The Australian government’s recent $27million investment into SANE digital recovery services for complex mental health nationally is more than a boost for service accessibility, —it’s a bold step away from the status quo and a promising glimpse of what’s possible when peer leadership and purpose-driven technology come together.
For too long, people living with complex mental health conditions—like schizophrenia, bipolar disorder, complex trauma and psychosocial disability—have been left out of the mainstream reform agenda.
This has been particularly the case when looking at digital mental health reform activities. Millions if not billions have been spent globally on digital interventions for mild to moderate mental health conditions. An entire industry has grown around this with welcome investment from private enterprise and businesses. Importantly, we’re seeing positive results for service users.
Why is there so little innovation for complex conditions?
What about those with severe or complex conditions? Search the research literature and not much comes up. Talk to policy makers or funders and you receive vague responses about the community being “too complex,” “too hard to reach,” or “not interested in self directed recovery’.
But talk to people with lived experience and you’ll see how incorrect these assumptions are. For many years, the lack of investment into digital services for this group has been driven by stigma disguised as pragmatism.
It’s not just investment in new services, it how existing services are promoted. Through leadership of the Australian Government funded Digital Navigation Project, SANE has been privy to the experiences of Australians who have sought help online. The message was clear: finding care is too hard. The system is fragmented, opaque, and often requires a level of self-advocacy that’s impossible during a crisis.
Partnership and communication are key
So, working in partnership with lived experience groups, SANE is delivering an effective digital service platform that’s providing the evidence needed to prove these assumptions wrong and drive further investment both locally in Australia and further afield.
SANE’s digital recovery services are designed from the ground up to reduce barriers. They are low-threshold, trauma-informed, and delivered by peers and professionals working side-by-side. People don’t need a diagnosis or referral to get help. They can start where they are and engage at their own pace. That’s critical for people who’ve been repeatedly excluded or retraumatised by the system.
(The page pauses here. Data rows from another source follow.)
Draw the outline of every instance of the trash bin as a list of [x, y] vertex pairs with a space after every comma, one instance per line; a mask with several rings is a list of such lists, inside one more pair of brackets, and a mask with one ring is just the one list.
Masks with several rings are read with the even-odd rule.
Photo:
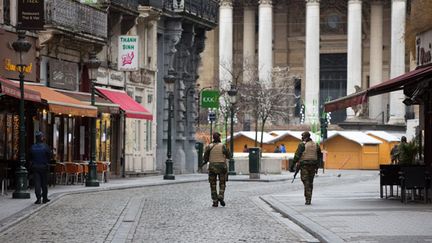
[[260, 159], [261, 151], [260, 148], [249, 148], [249, 178], [259, 179], [260, 178]]
[[195, 149], [197, 150], [197, 154], [198, 154], [198, 169], [199, 169], [203, 163], [204, 143], [196, 142]]

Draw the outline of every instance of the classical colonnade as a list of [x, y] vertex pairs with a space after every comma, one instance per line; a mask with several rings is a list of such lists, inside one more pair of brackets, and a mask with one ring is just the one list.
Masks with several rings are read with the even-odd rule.
[[[306, 122], [318, 117], [318, 109], [311, 109], [319, 100], [320, 87], [320, 1], [306, 2], [306, 36], [304, 62], [304, 101]], [[229, 89], [233, 73], [233, 2], [221, 0], [219, 7], [219, 78], [220, 89]], [[347, 29], [347, 94], [355, 92], [355, 86], [362, 87], [362, 4], [365, 0], [348, 0]], [[384, 0], [370, 2], [370, 85], [383, 81], [383, 5]], [[258, 57], [255, 57], [255, 11], [258, 5]], [[261, 82], [271, 82], [273, 68], [273, 3], [271, 0], [243, 1], [243, 63], [258, 65]], [[390, 78], [405, 73], [405, 19], [406, 0], [391, 0], [391, 54]], [[254, 60], [258, 63], [253, 63]], [[247, 68], [244, 68], [245, 70]], [[246, 70], [247, 71], [247, 70]], [[246, 72], [247, 73], [247, 72]], [[390, 94], [391, 124], [404, 123], [405, 107], [402, 91]], [[382, 97], [371, 97], [369, 114], [371, 118], [382, 112]], [[309, 109], [308, 109], [309, 108]], [[347, 119], [354, 117], [352, 109], [347, 110]]]

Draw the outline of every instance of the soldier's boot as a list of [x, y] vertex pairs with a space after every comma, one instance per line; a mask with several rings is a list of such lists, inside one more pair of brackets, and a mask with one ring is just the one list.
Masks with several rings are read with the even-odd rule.
[[222, 207], [225, 207], [225, 201], [223, 200], [222, 197], [218, 198], [219, 203], [221, 204]]

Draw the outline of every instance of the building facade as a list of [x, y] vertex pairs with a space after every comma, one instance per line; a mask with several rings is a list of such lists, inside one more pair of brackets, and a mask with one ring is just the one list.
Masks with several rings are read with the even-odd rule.
[[[227, 90], [232, 73], [242, 72], [243, 82], [248, 81], [248, 65], [255, 66], [261, 82], [271, 82], [274, 68], [289, 67], [298, 82], [305, 123], [317, 123], [324, 102], [410, 69], [412, 55], [404, 41], [409, 4], [406, 0], [221, 0], [219, 27], [207, 40], [214, 48], [204, 53], [201, 77], [207, 85]], [[371, 97], [362, 114], [349, 108], [331, 114], [331, 122], [363, 115], [379, 124], [405, 124], [403, 98], [400, 91]]]

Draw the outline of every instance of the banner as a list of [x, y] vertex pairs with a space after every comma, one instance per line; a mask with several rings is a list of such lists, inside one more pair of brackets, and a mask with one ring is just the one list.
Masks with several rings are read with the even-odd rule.
[[117, 62], [119, 71], [138, 70], [138, 36], [119, 36]]
[[22, 30], [43, 30], [44, 19], [43, 0], [18, 1], [18, 29]]

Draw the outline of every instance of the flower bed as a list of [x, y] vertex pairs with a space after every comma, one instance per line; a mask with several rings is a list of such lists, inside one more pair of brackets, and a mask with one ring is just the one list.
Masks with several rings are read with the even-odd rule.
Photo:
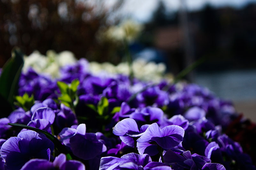
[[239, 118], [230, 102], [196, 85], [88, 65], [54, 78], [21, 73], [16, 109], [0, 119], [0, 169], [256, 169], [224, 133]]

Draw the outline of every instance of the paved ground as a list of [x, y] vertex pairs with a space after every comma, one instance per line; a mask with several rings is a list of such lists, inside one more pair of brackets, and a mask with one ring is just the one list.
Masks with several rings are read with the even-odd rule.
[[256, 122], [256, 70], [197, 73], [194, 82], [233, 102], [238, 112]]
SANE’s digital infrastructure supports not just service delivery, it also supports system navigation. Federated directories, warm referrals, consent-based data sharing, and peer-led engagement all play a role. But to get it right, we need to prioritise interoperability—especially for people experiencing intersecting forms of disadvantage, like poverty, racism, disability or housing insecurity. When systems don’t talk to each other, the burden of coordination falls on the individual. That’s unacceptable and we’re actively working with sector partners and government agencies to overcome this.
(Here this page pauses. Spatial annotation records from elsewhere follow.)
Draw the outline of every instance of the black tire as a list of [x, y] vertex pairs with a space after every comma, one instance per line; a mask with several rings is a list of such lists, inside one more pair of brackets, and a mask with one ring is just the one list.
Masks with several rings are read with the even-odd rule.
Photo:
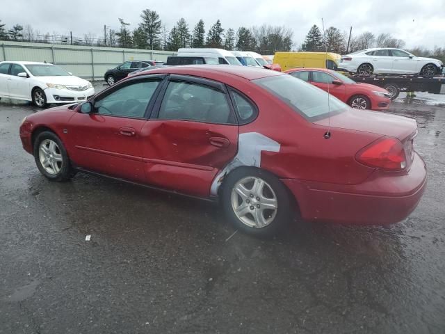
[[434, 64], [426, 64], [420, 70], [420, 74], [426, 78], [432, 78], [437, 72], [437, 67]]
[[389, 83], [385, 85], [383, 88], [389, 92], [391, 100], [396, 100], [400, 93], [400, 88], [396, 84]]
[[[46, 154], [43, 151], [41, 152], [40, 144], [43, 143], [44, 145], [46, 143], [48, 143], [48, 141], [49, 141], [49, 142], [52, 141], [56, 144], [57, 147], [55, 148], [55, 152], [58, 152], [57, 157], [60, 155], [61, 157], [61, 161], [55, 161], [57, 167], [51, 167], [51, 169], [52, 169], [54, 173], [49, 173], [47, 171], [43, 166], [43, 163], [40, 159], [41, 154], [43, 155]], [[54, 133], [49, 131], [44, 131], [39, 134], [34, 141], [33, 152], [37, 168], [39, 169], [40, 172], [50, 181], [67, 181], [76, 175], [76, 172], [71, 166], [70, 158], [68, 157], [67, 151], [63, 146], [63, 143]], [[51, 157], [47, 159], [51, 159], [51, 158], [53, 158], [55, 159], [57, 159], [56, 157], [56, 154], [54, 154], [54, 157], [51, 155]], [[50, 168], [50, 166], [48, 167]]]
[[362, 75], [370, 75], [374, 72], [374, 67], [369, 63], [360, 65], [357, 69], [357, 74]]
[[113, 86], [116, 83], [116, 78], [115, 78], [113, 75], [110, 74], [106, 77], [106, 83], [108, 86]]
[[349, 99], [348, 104], [349, 104], [351, 108], [357, 109], [371, 109], [371, 101], [364, 95], [353, 95]]
[[48, 106], [47, 103], [47, 95], [42, 89], [37, 88], [32, 92], [33, 104], [38, 108], [45, 108]]
[[[245, 187], [250, 193], [246, 193], [246, 196], [243, 198], [238, 192], [235, 192], [234, 189], [240, 182], [250, 178], [253, 179], [251, 181], [252, 189]], [[252, 197], [252, 193], [255, 193], [253, 190], [255, 180], [261, 180], [265, 182], [260, 190], [261, 198]], [[245, 184], [248, 184], [248, 182]], [[232, 191], [236, 198], [234, 200], [232, 198]], [[224, 180], [220, 195], [226, 217], [237, 229], [257, 237], [270, 237], [275, 234], [293, 218], [293, 211], [290, 208], [291, 200], [286, 186], [273, 174], [259, 168], [240, 167], [230, 173]], [[260, 199], [257, 200], [257, 198]], [[261, 207], [268, 205], [268, 207], [270, 207], [270, 205], [273, 205], [271, 202], [273, 198], [276, 199], [275, 209]], [[254, 225], [254, 227], [243, 222], [235, 213], [236, 205], [234, 201], [238, 202], [240, 199], [242, 203], [238, 207], [243, 207], [248, 211], [241, 218]], [[262, 220], [267, 224], [259, 227], [256, 223], [255, 216], [263, 217]], [[250, 217], [252, 217], [252, 219]]]

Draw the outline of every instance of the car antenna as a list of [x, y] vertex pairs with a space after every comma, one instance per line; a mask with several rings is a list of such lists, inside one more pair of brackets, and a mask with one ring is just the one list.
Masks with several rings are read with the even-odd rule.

The ripple effect of supporting local innovation
The funding SANE has received through Australian Government Digital Mental Health Program for our psychosocial recovery and community platform represents the largest grant we’ve ever received. It’s also the largest chunk of public funding dedicated to digital services for the complex mental health community.
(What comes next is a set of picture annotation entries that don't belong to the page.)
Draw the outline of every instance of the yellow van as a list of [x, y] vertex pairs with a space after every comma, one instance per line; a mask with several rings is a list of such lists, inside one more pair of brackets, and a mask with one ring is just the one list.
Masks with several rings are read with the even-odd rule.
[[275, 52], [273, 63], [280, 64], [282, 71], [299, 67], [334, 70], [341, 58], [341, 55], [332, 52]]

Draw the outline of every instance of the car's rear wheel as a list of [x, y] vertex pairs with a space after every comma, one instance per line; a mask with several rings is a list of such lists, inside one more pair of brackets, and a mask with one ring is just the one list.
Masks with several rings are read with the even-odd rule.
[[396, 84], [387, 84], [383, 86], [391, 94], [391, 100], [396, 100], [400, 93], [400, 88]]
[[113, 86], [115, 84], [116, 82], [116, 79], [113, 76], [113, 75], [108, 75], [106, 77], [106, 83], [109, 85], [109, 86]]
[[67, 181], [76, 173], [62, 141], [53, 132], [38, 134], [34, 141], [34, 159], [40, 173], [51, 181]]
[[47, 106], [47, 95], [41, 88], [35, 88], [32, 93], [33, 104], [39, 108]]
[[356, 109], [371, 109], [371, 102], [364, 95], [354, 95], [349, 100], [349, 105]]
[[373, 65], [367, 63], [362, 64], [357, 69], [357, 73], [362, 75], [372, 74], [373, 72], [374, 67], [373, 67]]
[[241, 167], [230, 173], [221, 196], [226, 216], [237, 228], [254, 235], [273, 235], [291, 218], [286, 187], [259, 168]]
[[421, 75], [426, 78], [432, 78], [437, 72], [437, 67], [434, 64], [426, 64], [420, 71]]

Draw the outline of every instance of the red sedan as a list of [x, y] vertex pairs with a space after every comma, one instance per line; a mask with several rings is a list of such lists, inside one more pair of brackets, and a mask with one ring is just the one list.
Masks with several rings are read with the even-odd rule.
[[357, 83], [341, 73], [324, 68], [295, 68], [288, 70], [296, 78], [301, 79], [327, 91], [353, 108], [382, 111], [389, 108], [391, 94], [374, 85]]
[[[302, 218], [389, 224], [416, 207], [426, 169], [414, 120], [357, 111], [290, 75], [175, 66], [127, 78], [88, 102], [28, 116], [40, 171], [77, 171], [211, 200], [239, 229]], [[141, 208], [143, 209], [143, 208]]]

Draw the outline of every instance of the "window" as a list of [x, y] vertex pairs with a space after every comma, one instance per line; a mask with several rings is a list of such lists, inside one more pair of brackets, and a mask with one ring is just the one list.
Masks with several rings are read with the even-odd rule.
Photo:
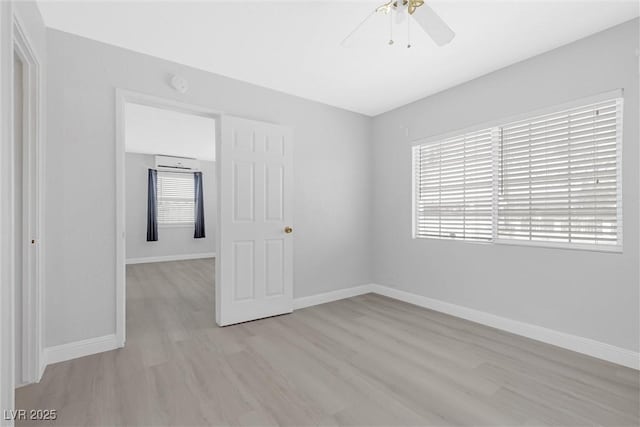
[[491, 129], [414, 147], [415, 237], [490, 241]]
[[616, 98], [417, 145], [414, 237], [619, 250], [621, 144]]
[[502, 127], [499, 239], [618, 244], [620, 107], [606, 101]]
[[193, 174], [158, 172], [158, 224], [193, 224]]

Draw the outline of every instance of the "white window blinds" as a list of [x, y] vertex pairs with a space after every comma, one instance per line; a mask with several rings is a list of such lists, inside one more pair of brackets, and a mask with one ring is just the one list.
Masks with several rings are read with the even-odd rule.
[[195, 188], [193, 174], [158, 172], [158, 223], [193, 224]]
[[415, 237], [492, 239], [491, 129], [414, 147]]
[[503, 126], [499, 239], [621, 243], [622, 100]]
[[600, 99], [414, 146], [414, 237], [620, 251], [623, 99]]

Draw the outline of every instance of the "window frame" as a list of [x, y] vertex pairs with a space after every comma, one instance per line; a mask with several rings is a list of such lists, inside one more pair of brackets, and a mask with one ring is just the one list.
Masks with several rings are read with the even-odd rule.
[[[158, 170], [158, 180], [160, 178], [160, 175], [165, 175], [165, 176], [175, 176], [175, 175], [187, 175], [187, 176], [191, 176], [191, 178], [193, 179], [193, 174], [190, 172], [177, 172], [177, 171], [167, 171], [167, 170]], [[195, 184], [194, 184], [195, 185]], [[195, 226], [196, 223], [196, 218], [195, 218], [195, 196], [193, 199], [193, 206], [194, 206], [194, 216], [193, 216], [193, 220], [191, 222], [163, 222], [160, 220], [160, 200], [162, 199], [161, 194], [160, 194], [160, 185], [158, 183], [158, 195], [157, 195], [157, 202], [158, 202], [158, 227], [159, 228], [193, 228]], [[185, 200], [187, 199], [186, 197], [184, 198]]]
[[[507, 239], [498, 238], [498, 191], [499, 191], [499, 139], [493, 139], [495, 135], [499, 135], [503, 127], [519, 121], [535, 119], [538, 116], [544, 116], [548, 114], [554, 114], [562, 112], [563, 110], [570, 110], [573, 108], [579, 108], [582, 106], [588, 106], [590, 104], [596, 104], [607, 100], [616, 100], [619, 105], [620, 121], [616, 123], [616, 193], [617, 193], [617, 241], [616, 244], [585, 244], [585, 243], [572, 243], [572, 242], [550, 242], [540, 240], [520, 240], [520, 239]], [[412, 240], [448, 240], [459, 241], [463, 243], [471, 244], [497, 244], [504, 246], [529, 246], [529, 247], [543, 247], [552, 249], [568, 249], [568, 250], [580, 250], [591, 252], [606, 252], [606, 253], [623, 253], [623, 175], [622, 175], [622, 153], [623, 153], [623, 129], [624, 129], [624, 91], [622, 89], [615, 89], [612, 91], [600, 93], [597, 95], [580, 98], [574, 101], [570, 101], [564, 104], [554, 105], [534, 111], [530, 111], [523, 114], [518, 114], [505, 119], [493, 120], [483, 124], [470, 126], [464, 129], [447, 132], [444, 134], [434, 135], [427, 138], [417, 139], [411, 142], [410, 145], [410, 158], [411, 158], [411, 238]], [[416, 187], [416, 161], [415, 153], [419, 150], [419, 147], [426, 144], [438, 143], [446, 139], [451, 139], [457, 136], [465, 135], [468, 133], [480, 132], [482, 130], [490, 130], [492, 134], [492, 154], [493, 154], [493, 215], [492, 215], [492, 239], [488, 241], [482, 240], [466, 240], [462, 238], [448, 238], [448, 237], [420, 237], [416, 233], [416, 227], [418, 222], [418, 193]]]

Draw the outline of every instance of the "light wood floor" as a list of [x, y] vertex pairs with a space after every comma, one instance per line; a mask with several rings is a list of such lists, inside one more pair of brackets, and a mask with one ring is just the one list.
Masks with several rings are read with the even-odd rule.
[[126, 348], [49, 366], [17, 407], [58, 425], [640, 424], [637, 371], [381, 296], [213, 319], [212, 260], [129, 266]]

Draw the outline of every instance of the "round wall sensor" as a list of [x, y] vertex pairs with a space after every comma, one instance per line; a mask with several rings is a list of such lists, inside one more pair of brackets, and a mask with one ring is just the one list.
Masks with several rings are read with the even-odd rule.
[[173, 87], [180, 93], [187, 93], [187, 90], [189, 90], [187, 79], [178, 75], [174, 75], [171, 77], [171, 87]]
This is an exciting step forward for Australia but also for the rest of the world. While we are fortunate to have a forward-thinking Government that’s willing to invest in digital innovation, the reality is many countries—especially developing countries or those with under-resourced or out-dated mental health systems —won’t have the public funding or clinical workforce to replicate traditional service models. But they do have peers and they do have mobile connectivity.
That’s where a digital peer-led model can become a global game-changer. With the right design and moderation, online forums, peer training, and recovery resources can create real impact without high-cost infrastructure. Imagine a future where a young person in regional NSW, a peer worker in the Philippines, and a survivor in Kenya are all part of a shared recovery ecosystem—connected through purpose, not postcode.
Focussing on equity as well as effectiveness
Of course, digital alone isn’t a magic fix. But it is a scalable and effective tool for strengthening communities and addressing the support needs of those who are often ignored or invisible. Importantly, it’s also a step towards a better system where individuals are not judged by their complexity and experience poorer outcomes because of this.
The funding SANE has received is not just addressing workforce shortages or fragmented care. It’s tackling deep structural belief that some lives are too hard, too complex, or too inconvenient to support. It represents government recognition that digital services are helpful for this community and worth investment.
We hope it also encourages governments and service providers globally to reimagine what’s possible when we put lived experience, digital innovation, and equity at the centre of mental health reform.